For what it's worth, I disagree that the hypothetical situation would result in a DQ.

 

But why is that? Because an attempt was made to contact the player even though it was not successful? If so, then how do you make the determination as to when the attempt would be too late? Is it when the committee is not alerted until after the player has signed? (There are certainly rules and precedence requiring a DQ in that case). If so, then the committee needs to somehow correlate the instant they were alerted (or the instant at which they made a ruling, if you want to do it that way), with the instant the player signed the card. So you're still getting into cases where not only do those instants need to be accurately known, but where random timing still comes into play.
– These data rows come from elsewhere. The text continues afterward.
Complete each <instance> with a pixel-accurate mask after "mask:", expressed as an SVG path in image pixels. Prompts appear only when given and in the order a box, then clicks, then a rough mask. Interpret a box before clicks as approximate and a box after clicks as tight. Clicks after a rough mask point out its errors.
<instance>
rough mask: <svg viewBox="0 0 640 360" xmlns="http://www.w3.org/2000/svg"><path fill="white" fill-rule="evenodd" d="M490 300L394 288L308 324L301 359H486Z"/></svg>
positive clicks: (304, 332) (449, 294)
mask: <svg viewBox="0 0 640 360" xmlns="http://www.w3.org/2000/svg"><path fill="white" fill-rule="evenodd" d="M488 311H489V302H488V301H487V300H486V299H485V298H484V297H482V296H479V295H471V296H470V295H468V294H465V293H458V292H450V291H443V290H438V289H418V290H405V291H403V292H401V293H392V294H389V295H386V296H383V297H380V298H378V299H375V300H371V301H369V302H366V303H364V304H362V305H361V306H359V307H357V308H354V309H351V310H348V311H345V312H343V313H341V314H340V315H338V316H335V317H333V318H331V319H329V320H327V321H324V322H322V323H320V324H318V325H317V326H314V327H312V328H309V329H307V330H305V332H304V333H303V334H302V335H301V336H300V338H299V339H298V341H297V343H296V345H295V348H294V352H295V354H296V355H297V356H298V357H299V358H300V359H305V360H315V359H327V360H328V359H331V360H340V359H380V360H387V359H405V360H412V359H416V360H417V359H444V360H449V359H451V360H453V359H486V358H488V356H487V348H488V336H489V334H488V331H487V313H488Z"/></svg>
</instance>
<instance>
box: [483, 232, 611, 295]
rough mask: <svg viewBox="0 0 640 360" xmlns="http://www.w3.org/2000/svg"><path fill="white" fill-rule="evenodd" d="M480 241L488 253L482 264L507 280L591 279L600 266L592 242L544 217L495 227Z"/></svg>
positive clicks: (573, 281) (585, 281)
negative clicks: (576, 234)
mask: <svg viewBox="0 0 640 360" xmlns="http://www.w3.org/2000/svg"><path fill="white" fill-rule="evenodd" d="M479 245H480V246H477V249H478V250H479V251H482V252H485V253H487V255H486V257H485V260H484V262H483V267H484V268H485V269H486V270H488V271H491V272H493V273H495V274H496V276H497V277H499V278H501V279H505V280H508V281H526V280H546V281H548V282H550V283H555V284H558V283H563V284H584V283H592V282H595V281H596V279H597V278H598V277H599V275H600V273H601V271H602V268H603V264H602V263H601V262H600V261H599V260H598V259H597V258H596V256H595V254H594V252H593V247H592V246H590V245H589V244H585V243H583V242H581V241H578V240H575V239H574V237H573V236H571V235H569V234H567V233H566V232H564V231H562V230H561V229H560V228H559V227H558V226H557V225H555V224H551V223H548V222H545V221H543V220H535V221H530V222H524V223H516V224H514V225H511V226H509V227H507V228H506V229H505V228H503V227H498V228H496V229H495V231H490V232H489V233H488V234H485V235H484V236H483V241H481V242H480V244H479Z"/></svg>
Do you think that's acceptable?

post #161 of 233
In the Janzen case the rules official clearly witnessed Janzen wiping the grass (altering his stance or lie) but failed to recognise that it was a rules violation.

As the official had all the information to make the correct ruling at the time but failed to do so the committee decided it met the requirement for 33-7.

If there is an official with the group but he does not witness the incident in such a way as for him to have the information required to make a correct ruling and the player does not request a ruling then it will be a DQ.

The use of 33-7 in both the Janzen and Tiger cases is to ensure that mistakes by the committee or officials do not affect the outcome of the event.
post #162 of 233
Quote:
Originally Posted by sacm3bill View Post

But why is that? Because an attempt was made to contact the player even though it was not successful? If so, then how do you make the determination as to when the attempt would be too late? Is it when the committee is not alerted until after the player has signed? (There are certainly rules and precedence requiring a DQ in that case). If so, then the committee needs to somehow correlate the instant they were alerted (or the instant at which they made a ruling, if you want to do it that way), with the instant the player signed the card. So you're still getting into cases where not only do those instants need to be accurately known, but where random timing still comes into play. Do you think that's acceptable?

When the committee is alerted that there may be an issue they will look at where the player is on the course and if there won't be time to look into it before the player reaches the scorers hut then they will call the scorers and ask them to hold the player.

That will take maybe 1 minute. It's a pretty small window in which the committee will hear of an issue but not be able to stop the player leaving the scorers hut. How often is that going to happen?